# Yellow River - question



## FishWalton (Jul 22, 2010)

Have fished out of Guest Lake Landing 2 or 3 times so don't know much at all about how to watch the river level for decent fishing. If some of you guys that fish the area as well as the lower river in hwy 87 and 89 areas could enlighten me on your experience I would appreciate it. I'm mostly a bream guy but do a little bass chunking and may be getting to cats. 

The only river gage I have found is at Milligan.

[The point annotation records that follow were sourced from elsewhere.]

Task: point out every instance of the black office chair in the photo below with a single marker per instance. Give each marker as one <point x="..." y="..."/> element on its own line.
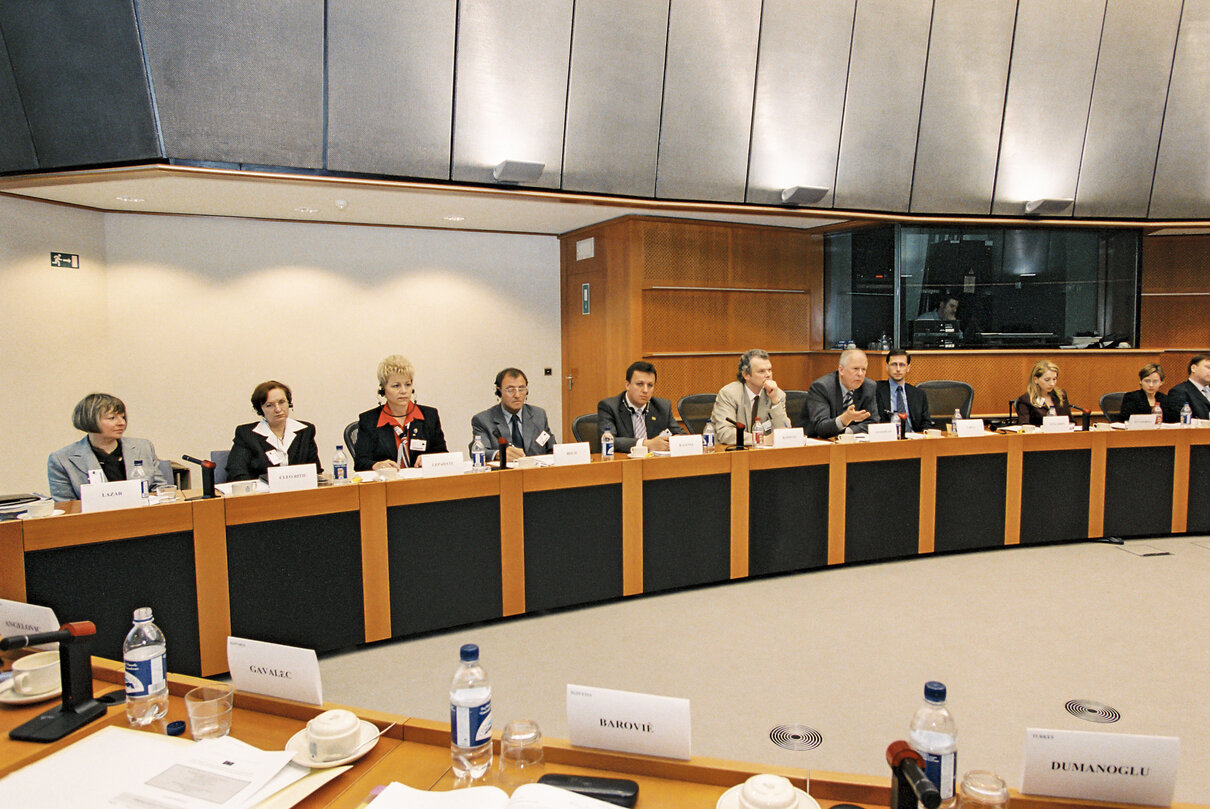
<point x="946" y="396"/>
<point x="695" y="410"/>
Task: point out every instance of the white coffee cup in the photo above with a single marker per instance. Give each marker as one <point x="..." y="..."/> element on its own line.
<point x="333" y="734"/>
<point x="35" y="674"/>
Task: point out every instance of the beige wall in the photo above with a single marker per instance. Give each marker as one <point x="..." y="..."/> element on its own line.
<point x="182" y="316"/>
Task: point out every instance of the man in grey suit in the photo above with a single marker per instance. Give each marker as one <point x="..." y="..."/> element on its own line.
<point x="523" y="425"/>
<point x="753" y="397"/>
<point x="842" y="402"/>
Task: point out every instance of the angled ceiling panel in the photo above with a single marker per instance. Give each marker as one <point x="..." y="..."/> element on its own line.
<point x="614" y="103"/>
<point x="1128" y="108"/>
<point x="963" y="104"/>
<point x="511" y="86"/>
<point x="16" y="144"/>
<point x="1046" y="111"/>
<point x="886" y="76"/>
<point x="237" y="81"/>
<point x="391" y="87"/>
<point x="81" y="81"/>
<point x="709" y="84"/>
<point x="1182" y="172"/>
<point x="800" y="97"/>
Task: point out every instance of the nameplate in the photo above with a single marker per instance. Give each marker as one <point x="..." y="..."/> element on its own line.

http://waterdata.usgs.gov/nwisweb/graph?agency_cd=USGS&site_no=02368000&parm_cd=00065&period=7


----------



## auguy7777 (Feb 23, 2009)

Fish,

Of course I never bream or catfish. But, I have tried my hands at high levels there at Yellow dozens of times with little success. The exception was last Summer and the river was at flood stage when I caught my 8 lber. Since it's a long drive for you over there, I would just wait till the river gets right. Looking ahead at the river gauges, and Milligan is the one you should look at, it's gonna be middle next week...


----------



## jcoss15 (Oct 11, 2010)

If you are going to be fishing around Guess or Log lakes on the river look for river levels around 3ft. in Milligan, and those areas will be fishable. The river is a mess right now.


----------



## gastonfish (Mar 24, 2012)

For the guess lake area look at the Shoal river readings also, it can be at 2 foot at Milligan and high on shoal and it will be completely unfishable near guess and riverside. Lower end past the cut from the bridge on 87 watch the tides. Good bream fishing around the lower end around Weaver and Skim lake.


----------



## FishWalton (Jul 22, 2010)

*Lower Yellow*

Thanks guys for your help. With the Milligan gauge showing such a sudden and sharp rise a PFF buddy in Crestview and I will probably go down to the ramp at end of 89 and just look around the lower end. Maybe the river won't be as impacted since it will take a little time for the rise to get down there. Such a nice day coming up tomorrow we just want to get out on the water. The Choctaw is way out of whack over here.


----------



## FishWalton (Jul 22, 2010)

Now I see why so many folks enjoy the Yellow River. What a great looking fishery. As expected the water was flooding the swamps so the trip today was more of an exploration than a fishing expedition. We did fish a little but didn't get a bite. Met up with a Milton transplant from my neck of the woods. He had 10 hand size bream and 1 goggle eye. 
Buddy and I launched at Browns and ran 12 miles upstream and back and a little around the mouth and connectors to the bay. We plan to go back in a few weeks after the water drops and after we finish up traveling to other distant spots.


----------



## billyb (Aug 22, 2012)

I was thinking about going today and fish the mouths of Yellow, Broadmouth and Weaver along the bay. Do you think the bay is too muddy to catch any redfish or trout?


----------



## FishWalton (Jul 22, 2010)

We went down to the mouth area and some of the connectors. It's new to me so don't know the names. Yesterday there were about 6 or 7 rigs at Couey's and 3 at Browns. None of them were up on the river so must have went to the bay. The two boats we saw launched at hwy 87. From what we saw I guess its reasonable to assume something must be biting in the bay area. It's nice out there today so go and enjoy.


----------